Took my Mom camping this weekend and she ended up sleeping on the couch - she SWORE it felt like she was sleeping downhill in the rear slide of my 250RS. Told her she was loco, and then sat a level on the rear slide support bar before I pulled out today. Sure as sure, it's leaning slightly down. Do the bars adjust? One other thing I noticed is that when I put the right rear support bar on (before the slide is out), the top attachment point pulls away from the trailer - need to look again to see if it's just a bolt that needs tightening or more. The left side is tight.
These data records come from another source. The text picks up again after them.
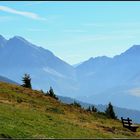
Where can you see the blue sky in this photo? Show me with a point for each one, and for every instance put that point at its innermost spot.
(74, 31)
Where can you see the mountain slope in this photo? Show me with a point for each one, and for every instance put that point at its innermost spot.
(6, 80)
(120, 112)
(34, 115)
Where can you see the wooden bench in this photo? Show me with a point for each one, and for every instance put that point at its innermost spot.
(127, 123)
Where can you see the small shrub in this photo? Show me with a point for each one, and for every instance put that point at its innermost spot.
(19, 100)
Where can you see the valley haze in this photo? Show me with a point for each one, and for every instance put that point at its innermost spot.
(96, 81)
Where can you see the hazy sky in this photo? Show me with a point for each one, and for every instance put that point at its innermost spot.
(74, 31)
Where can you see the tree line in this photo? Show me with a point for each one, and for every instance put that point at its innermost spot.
(109, 112)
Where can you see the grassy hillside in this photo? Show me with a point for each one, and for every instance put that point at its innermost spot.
(26, 113)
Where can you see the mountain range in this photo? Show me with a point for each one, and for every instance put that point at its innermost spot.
(96, 81)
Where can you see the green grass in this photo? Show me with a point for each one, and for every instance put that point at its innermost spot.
(26, 113)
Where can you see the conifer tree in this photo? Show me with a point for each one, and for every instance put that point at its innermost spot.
(93, 109)
(26, 81)
(88, 109)
(51, 93)
(110, 111)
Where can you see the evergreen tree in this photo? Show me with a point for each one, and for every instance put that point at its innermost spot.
(110, 111)
(51, 93)
(93, 109)
(26, 81)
I couldn't see any adjustment on the bars though that would raise them to make the rear slide more level. Is it supposed to be that way? Thoughts?

Oh,and don't tell Mom.


----------



## crunchman12002 (Jul 26, 2009)

sptddog said:


> Took my Mom camping this weekend and she ended up sleeping on the couch - she SWORE it felt like she was sleeping downhill in the rear slide of my 250RS. Told her she was loco, and then sat a level on the rear slide support bar before I pulled out today. Sure as sure, it's leaning slightly down. Do the bars adjust? One other thing I noticed is that when I put the right rear support bar on (before the slide is out), the top attachment point pulls away from the trailer - need to look again to see if it's just a bolt that needs tightening or more. The left side is tight. I couldn't see any adjustment on the bars though that would raise them to make the rear slide more level. Is it supposed to be that way? Thoughts?
> 
> Oh,and don't tell Mom.


The rear slide is supposed to have a slight angle away or down from the trailer to keep water running away from the trailer.
You can adjust the support rails using the treaded hook that attaches to the bumper.
The first thing you need to do is stop that bracket from pulling off the trailer. Many threads here on that issue.
crunchman


----------



## chuck&gail (Mar 8, 2010)

Ours has an electric slide, but in fact slopes slightly rearwards as you describe. You will like that feature the first time you are in a hard rainstorm I think.


----------



## gzaleski (Aug 29, 2009)

Also, the bars are actually marked for right and left sides. My right side bar has an R stamped on one end.


----------



## rdvholtwood (Sep 18, 2008)

sptddog said:


> Took my Mom camping this weekend and she ended up sleeping on the couch - she SWORE it felt like she was sleeping downhill in the rear slide of my 250RS. Told her she was loco, and then sat a level on the rear slide support bar before I pulled out today. Sure as sure, it's leaning slightly down. Do the bars adjust? One other thing I noticed is that when I put the right rear support bar on (before the slide is out), the top attachment point pulls away from the trailer - need to look again to see if it's just a bolt that needs tightening or more. The left side is tight. I couldn't see any adjustment on the bars though that would raise them to make the rear slide more level. Is it supposed to be that way? Thoughts?
> 
> Oh,and don't tell Mom.


Did you also check your level from front to back? I've also experienced the same as you and adjusted the rear slide rails level. Personally, when we level we allow the level to be a bit down in the front - so we don't feel like we are sleeping downhill. We check our front to back level by putting the level in both doorways.


----------